According to the report, the impact of fracking in Ohio between 2005 and 2012 has included:
• 334 wells (234 drilled last year).
• 1.4 billion gallons of water used.
• 30 million gallons of waste water produced in 2012.
• The release of the equivalent of 420,000 metric tons of carbon dioxide.
• 1,600 acres damaged.
The report, titled “Fracking By the Numbers,” was written by authors with the Frontier Group and the Environment America Research & Policy Center who said they relied on numbers reported to the state by drillers in compiling Ohio’s numbers.
By any measure, unconventional drilling is still small scale in Ohio. For example, neighboring Pennsylvania has had 6,651 wells since 2005, with a corresponding increase in impacts, according to the report, which estimates there are 82,000 fracking wells across the country.
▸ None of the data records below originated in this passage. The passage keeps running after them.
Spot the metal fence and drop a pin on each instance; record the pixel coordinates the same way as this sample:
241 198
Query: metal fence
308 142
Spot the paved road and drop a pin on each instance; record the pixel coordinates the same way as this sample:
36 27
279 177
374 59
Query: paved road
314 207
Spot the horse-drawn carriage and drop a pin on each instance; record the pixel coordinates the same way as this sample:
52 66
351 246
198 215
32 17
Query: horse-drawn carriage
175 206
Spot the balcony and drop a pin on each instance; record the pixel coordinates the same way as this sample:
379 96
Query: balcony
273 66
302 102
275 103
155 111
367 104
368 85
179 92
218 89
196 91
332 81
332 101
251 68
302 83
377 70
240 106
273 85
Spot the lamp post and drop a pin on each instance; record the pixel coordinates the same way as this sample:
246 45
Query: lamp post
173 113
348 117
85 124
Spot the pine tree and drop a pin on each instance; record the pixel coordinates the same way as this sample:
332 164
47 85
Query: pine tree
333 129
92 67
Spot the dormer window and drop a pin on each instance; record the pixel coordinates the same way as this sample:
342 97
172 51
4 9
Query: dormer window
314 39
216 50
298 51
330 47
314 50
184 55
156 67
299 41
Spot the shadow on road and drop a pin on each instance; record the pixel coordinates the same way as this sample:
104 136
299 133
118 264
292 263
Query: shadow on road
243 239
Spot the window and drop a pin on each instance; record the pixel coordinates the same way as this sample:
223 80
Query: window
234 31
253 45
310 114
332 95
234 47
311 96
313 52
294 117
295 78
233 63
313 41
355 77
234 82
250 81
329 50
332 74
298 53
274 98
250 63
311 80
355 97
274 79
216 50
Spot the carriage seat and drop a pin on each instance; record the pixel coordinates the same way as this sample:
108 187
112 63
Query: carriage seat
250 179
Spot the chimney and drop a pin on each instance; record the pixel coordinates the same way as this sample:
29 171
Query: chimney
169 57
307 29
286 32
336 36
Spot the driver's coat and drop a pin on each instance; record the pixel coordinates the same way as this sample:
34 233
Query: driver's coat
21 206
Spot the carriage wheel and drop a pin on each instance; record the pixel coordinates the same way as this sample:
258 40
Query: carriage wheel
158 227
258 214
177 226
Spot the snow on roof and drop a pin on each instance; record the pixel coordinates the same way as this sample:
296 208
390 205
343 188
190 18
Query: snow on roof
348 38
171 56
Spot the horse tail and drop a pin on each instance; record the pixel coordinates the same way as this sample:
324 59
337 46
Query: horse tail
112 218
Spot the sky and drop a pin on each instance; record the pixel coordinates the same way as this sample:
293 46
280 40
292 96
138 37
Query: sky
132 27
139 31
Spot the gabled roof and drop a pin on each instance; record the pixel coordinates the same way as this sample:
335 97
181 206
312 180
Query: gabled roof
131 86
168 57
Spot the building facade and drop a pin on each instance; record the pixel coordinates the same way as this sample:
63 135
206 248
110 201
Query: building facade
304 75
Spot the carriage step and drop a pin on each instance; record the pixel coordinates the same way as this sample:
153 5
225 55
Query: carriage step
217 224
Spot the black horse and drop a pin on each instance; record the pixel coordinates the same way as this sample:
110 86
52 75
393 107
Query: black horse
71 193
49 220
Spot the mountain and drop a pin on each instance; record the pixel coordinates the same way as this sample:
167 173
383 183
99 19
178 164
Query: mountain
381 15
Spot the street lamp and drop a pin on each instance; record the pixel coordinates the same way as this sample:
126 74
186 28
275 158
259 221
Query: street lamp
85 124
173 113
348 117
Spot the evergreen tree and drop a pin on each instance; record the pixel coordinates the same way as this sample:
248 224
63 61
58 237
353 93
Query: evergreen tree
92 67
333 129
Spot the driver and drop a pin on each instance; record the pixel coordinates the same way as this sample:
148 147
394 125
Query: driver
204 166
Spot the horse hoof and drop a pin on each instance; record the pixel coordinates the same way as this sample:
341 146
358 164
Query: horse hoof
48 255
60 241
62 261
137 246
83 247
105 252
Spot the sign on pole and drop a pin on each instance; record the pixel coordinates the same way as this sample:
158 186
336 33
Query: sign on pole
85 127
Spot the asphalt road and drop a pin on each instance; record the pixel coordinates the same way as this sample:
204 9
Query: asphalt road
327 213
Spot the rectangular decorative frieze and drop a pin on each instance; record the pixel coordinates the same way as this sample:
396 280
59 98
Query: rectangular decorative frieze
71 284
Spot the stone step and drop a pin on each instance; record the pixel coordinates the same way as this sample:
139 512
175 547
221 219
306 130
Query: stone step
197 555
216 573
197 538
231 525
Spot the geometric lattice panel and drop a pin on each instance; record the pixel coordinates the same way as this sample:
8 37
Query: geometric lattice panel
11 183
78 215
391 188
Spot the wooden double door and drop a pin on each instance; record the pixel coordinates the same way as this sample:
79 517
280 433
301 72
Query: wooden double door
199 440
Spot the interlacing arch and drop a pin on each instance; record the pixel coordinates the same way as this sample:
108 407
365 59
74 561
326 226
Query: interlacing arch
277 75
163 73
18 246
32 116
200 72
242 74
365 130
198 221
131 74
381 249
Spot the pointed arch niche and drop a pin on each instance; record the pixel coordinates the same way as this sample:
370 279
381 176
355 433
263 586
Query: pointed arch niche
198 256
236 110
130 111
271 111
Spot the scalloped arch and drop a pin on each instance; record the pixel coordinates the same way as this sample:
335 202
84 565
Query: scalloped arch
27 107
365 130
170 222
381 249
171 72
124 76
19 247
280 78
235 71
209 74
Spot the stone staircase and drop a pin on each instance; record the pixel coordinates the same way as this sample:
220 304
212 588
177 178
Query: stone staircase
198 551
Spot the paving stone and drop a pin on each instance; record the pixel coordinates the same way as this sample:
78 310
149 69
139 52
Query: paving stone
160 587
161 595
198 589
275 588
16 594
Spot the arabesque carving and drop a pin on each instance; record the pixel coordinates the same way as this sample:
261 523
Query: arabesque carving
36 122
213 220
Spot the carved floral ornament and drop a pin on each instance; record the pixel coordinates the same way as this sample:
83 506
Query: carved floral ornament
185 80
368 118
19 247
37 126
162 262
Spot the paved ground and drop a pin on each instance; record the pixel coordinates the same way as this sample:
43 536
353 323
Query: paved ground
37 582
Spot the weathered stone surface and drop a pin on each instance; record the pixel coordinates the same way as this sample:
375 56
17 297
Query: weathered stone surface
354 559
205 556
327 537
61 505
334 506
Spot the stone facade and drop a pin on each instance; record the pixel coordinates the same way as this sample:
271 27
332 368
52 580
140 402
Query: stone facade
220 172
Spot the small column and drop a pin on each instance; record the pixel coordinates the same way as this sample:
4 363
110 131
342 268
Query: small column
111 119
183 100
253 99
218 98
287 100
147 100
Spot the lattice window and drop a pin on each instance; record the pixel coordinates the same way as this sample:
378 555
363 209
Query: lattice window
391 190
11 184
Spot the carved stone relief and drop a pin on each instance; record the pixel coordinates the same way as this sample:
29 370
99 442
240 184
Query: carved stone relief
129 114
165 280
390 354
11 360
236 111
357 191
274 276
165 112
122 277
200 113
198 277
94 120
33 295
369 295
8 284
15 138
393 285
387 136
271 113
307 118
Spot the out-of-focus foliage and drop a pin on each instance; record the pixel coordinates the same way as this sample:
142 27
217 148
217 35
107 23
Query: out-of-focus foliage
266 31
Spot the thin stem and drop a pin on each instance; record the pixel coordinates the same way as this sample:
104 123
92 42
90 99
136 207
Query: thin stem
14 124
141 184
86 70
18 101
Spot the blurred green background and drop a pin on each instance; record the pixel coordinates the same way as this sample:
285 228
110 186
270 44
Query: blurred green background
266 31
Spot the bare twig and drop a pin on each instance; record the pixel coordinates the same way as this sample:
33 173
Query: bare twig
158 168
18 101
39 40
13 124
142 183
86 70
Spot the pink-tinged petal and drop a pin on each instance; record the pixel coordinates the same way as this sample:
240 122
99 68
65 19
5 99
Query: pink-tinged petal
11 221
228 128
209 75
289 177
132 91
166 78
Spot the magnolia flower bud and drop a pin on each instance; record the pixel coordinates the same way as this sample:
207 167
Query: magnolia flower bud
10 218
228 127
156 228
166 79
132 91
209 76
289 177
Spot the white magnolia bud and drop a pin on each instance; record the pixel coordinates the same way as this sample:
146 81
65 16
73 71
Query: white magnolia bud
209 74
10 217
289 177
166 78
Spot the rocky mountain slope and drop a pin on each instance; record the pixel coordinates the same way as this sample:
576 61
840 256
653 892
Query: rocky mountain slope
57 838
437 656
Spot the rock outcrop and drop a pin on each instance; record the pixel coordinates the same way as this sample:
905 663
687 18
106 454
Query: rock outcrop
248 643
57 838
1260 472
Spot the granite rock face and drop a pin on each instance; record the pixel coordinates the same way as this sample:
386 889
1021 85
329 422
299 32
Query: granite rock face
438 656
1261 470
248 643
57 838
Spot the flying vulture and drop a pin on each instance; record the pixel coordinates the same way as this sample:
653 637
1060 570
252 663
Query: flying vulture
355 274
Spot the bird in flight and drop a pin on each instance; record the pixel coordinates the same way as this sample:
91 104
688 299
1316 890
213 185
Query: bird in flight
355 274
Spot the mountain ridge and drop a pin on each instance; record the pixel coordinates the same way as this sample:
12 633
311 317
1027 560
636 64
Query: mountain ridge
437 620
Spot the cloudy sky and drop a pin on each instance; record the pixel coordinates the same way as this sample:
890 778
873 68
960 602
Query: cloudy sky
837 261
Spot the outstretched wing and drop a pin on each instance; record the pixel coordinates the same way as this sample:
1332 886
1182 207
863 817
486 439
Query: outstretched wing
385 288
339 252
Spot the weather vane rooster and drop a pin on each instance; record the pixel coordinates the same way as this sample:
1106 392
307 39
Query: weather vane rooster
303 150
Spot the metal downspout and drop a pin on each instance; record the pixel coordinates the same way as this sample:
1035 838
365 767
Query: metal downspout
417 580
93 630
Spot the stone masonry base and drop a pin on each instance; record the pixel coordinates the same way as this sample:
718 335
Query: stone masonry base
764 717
“The trajectory of the oil and gas industry is to dramatically expand its drilling here in Ohio and in the Marcellus region, which will lead to an even greater amount of waste and more environmental and health problems,” said Vanessa Pesec of the Network For Oil & Gas Accountability and Protection.
Creating a sufficient regulatory system is implausible given the scale and severity of fracking’s impact, according to the report.
Adams and Pesec said Ohio should pass a moratorium on unconventional drilling, and they called on federal officials to strengthen hazardous waste laws for drilling waste and to enact more protections for public land.
The location of the press conference was noteworthy for two reasons. Youngstown was the site of earthquakes triggered by waste-water injection in 2011, and earlier this year authorities discovered that illegally dumped drilling waste water had polluted the Mahoning River.